# Offering custom Saya and custom re-handles



## BJE1 (Aug 6, 2018)

Hello All,

I would like to start by saying that I am really happy to be a Hobbyist Craftsman. For my full time job I am a Chef in NYC. Right now I am in-between jobs and would like to take on some work to help pay the bills. I also just really love doing this stuff. I am offering up 15 spots to start, for custom sayas and re-handling services. The turn around time will be fairly quick on these. Any question you can message me on here or shoot me an e mail at [email protected]. Look forward to making some cool projects with you all.

Best,
Byron


----------



## BJE1 (Oct 18, 2018)

Bump


----------



## milkbaby (Oct 22, 2018)

How can this thread be in "Show Your Work" subforum without any pics in it tho? 
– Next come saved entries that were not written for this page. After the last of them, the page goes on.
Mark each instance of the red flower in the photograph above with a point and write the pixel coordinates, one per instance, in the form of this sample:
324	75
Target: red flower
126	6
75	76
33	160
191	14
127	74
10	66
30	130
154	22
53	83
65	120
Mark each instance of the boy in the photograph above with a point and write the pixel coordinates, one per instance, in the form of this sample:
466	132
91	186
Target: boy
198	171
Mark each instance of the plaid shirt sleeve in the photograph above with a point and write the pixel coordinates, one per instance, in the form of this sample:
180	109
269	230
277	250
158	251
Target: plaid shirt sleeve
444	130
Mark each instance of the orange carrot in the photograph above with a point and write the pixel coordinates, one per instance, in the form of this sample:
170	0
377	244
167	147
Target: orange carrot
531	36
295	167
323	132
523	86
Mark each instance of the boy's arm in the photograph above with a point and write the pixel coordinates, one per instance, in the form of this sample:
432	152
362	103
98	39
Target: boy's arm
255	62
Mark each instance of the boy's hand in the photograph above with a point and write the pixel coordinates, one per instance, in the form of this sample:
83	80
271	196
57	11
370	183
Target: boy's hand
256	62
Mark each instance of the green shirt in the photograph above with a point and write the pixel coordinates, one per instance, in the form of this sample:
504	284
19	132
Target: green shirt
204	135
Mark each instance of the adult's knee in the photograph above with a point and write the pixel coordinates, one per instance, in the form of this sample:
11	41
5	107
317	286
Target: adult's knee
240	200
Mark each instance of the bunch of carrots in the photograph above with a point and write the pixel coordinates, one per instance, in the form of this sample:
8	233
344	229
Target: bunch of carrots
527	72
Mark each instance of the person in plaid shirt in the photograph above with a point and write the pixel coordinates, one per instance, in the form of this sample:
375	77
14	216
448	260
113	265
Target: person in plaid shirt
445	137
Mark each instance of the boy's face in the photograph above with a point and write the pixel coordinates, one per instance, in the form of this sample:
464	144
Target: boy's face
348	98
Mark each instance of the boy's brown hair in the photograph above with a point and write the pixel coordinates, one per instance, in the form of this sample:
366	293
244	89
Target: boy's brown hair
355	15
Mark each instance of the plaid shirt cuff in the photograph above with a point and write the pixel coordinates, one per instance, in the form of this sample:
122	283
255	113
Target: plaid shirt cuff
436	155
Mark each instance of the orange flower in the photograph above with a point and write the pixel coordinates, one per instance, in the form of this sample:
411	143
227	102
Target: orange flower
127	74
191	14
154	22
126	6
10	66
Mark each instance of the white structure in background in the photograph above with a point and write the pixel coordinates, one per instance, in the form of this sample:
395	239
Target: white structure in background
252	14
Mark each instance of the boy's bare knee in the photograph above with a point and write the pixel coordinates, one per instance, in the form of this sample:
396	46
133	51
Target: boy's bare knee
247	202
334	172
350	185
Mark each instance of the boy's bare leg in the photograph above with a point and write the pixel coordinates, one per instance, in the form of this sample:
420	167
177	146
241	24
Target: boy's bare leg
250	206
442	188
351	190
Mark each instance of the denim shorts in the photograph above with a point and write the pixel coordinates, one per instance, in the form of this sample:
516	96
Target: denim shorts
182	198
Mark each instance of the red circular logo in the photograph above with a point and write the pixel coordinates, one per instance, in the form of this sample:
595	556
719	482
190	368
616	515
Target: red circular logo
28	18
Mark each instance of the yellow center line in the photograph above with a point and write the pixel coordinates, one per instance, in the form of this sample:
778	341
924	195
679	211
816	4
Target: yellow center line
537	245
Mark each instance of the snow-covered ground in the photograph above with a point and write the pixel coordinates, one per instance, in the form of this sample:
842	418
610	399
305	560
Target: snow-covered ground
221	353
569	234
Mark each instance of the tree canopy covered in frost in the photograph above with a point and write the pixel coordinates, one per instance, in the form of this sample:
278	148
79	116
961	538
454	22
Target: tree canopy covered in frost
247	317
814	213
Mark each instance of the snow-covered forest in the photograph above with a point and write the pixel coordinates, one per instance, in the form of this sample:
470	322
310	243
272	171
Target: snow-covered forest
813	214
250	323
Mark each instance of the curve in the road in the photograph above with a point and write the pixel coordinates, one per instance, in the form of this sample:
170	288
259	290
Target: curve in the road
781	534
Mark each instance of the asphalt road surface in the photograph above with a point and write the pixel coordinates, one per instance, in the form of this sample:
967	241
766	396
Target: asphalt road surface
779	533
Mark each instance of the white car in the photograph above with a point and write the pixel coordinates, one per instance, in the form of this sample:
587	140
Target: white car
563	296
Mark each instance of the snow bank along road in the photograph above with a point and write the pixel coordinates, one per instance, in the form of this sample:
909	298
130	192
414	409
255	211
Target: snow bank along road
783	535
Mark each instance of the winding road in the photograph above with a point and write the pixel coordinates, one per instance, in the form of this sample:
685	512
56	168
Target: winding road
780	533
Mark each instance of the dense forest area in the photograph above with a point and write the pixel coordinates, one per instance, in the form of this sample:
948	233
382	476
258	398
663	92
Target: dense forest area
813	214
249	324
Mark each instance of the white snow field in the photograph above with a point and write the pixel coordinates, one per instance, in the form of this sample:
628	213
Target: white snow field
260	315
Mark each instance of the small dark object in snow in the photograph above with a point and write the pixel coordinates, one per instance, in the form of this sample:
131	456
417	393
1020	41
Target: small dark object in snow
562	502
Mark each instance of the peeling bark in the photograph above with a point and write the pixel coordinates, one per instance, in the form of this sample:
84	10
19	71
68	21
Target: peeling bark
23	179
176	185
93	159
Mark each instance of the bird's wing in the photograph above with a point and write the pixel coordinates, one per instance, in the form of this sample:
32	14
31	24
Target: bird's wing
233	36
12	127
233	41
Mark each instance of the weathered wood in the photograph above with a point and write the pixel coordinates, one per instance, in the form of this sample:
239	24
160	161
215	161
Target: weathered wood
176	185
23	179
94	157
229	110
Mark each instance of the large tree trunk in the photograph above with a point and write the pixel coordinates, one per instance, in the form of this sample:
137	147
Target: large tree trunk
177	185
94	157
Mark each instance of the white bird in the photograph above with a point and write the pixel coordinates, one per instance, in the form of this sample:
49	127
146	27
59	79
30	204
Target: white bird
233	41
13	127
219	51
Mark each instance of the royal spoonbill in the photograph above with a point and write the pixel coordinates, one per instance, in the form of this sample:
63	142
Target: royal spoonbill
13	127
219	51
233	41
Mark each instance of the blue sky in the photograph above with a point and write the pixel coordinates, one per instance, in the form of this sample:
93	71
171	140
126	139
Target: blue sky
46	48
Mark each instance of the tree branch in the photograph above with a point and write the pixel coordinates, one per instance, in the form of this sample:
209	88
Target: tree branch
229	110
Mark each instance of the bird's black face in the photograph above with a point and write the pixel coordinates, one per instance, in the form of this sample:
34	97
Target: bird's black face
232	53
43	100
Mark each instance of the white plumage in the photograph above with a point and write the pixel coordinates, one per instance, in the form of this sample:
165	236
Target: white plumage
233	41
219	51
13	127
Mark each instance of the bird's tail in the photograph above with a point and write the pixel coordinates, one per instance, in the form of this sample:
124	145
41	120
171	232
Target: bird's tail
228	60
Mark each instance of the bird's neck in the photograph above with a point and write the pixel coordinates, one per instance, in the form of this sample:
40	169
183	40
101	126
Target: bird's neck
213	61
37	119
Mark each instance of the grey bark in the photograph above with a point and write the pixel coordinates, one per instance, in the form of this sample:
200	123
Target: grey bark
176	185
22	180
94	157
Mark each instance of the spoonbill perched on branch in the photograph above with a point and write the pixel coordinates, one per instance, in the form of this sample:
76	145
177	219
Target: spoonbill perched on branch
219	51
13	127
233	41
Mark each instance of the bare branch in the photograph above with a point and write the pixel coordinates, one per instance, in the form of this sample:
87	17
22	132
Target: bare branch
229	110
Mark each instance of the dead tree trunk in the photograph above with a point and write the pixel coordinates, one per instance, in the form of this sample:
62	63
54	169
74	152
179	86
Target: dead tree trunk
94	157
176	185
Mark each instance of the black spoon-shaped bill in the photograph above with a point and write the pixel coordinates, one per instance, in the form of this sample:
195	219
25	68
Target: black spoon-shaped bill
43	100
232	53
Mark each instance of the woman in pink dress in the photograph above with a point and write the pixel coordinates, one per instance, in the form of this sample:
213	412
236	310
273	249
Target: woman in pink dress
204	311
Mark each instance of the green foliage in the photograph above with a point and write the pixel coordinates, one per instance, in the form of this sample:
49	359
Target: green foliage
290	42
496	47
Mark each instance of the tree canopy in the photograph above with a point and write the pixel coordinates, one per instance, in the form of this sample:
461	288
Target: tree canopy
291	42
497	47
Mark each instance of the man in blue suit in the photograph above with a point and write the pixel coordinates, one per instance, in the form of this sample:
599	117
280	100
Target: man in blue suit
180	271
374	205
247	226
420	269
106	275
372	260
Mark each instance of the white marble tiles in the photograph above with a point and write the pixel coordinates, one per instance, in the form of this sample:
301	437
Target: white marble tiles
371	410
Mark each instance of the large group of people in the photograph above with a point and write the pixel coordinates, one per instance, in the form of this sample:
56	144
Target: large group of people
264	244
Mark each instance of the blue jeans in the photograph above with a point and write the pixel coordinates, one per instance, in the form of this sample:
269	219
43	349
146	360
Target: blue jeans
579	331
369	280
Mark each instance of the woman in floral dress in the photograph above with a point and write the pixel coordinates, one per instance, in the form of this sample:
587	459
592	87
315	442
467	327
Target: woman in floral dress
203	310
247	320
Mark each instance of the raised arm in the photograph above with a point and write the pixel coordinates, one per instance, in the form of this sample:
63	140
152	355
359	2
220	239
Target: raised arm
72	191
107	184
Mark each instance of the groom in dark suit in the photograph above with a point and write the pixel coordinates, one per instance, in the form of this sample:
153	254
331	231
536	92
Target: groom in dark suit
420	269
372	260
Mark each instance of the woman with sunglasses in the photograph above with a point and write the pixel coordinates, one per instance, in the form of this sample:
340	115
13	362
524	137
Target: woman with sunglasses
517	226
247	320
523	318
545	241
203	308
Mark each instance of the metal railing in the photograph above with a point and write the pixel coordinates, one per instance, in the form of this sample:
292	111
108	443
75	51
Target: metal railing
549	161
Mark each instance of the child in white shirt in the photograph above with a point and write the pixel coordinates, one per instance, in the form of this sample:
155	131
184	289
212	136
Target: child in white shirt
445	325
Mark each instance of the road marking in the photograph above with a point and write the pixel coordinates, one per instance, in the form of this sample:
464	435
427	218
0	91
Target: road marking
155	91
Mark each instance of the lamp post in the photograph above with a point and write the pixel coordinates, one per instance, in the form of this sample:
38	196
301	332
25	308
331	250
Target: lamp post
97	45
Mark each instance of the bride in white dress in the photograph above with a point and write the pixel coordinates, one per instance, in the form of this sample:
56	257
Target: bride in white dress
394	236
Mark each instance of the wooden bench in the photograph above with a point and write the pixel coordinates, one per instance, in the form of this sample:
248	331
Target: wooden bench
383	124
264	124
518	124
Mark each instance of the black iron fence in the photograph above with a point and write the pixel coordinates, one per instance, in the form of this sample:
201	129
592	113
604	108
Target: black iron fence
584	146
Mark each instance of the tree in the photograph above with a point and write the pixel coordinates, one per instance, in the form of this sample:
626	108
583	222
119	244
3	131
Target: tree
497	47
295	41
Great looking work in your other thread tho!


----------



## BJE1 (Oct 22, 2018)

They are all in the other thread lol.


----------



## Godslayer (Oct 22, 2018)

Step 1: Make an instagram
Step 2: post it here
Step 3: ????
Step 4: Profit


----------



## BJE1 (Oct 22, 2018)

I have a Instagram. It’s byron_evert.


----------



## scllyjke (May 30, 2019)

BJE1 said:


> Hello All,
> 
> I would like to start by saying that I am really happy to be a Hobbyist Craftsman. For my full time job I am a Chef in NYC. Right now I am in-between jobs and would like to take on some work to help pay the bills. I also just really love doing this stuff. I am offering up 15 spots to start, for custom sayas and re-handling services. The turn around time will be fairly quick on these. Any question you can message me on here or shoot me an e mail at [email protected]. Look forward to making some cool projects with you all.
> 
> ...


Keep hustling buddy. I can see you're passionate on what you are dooing.


----------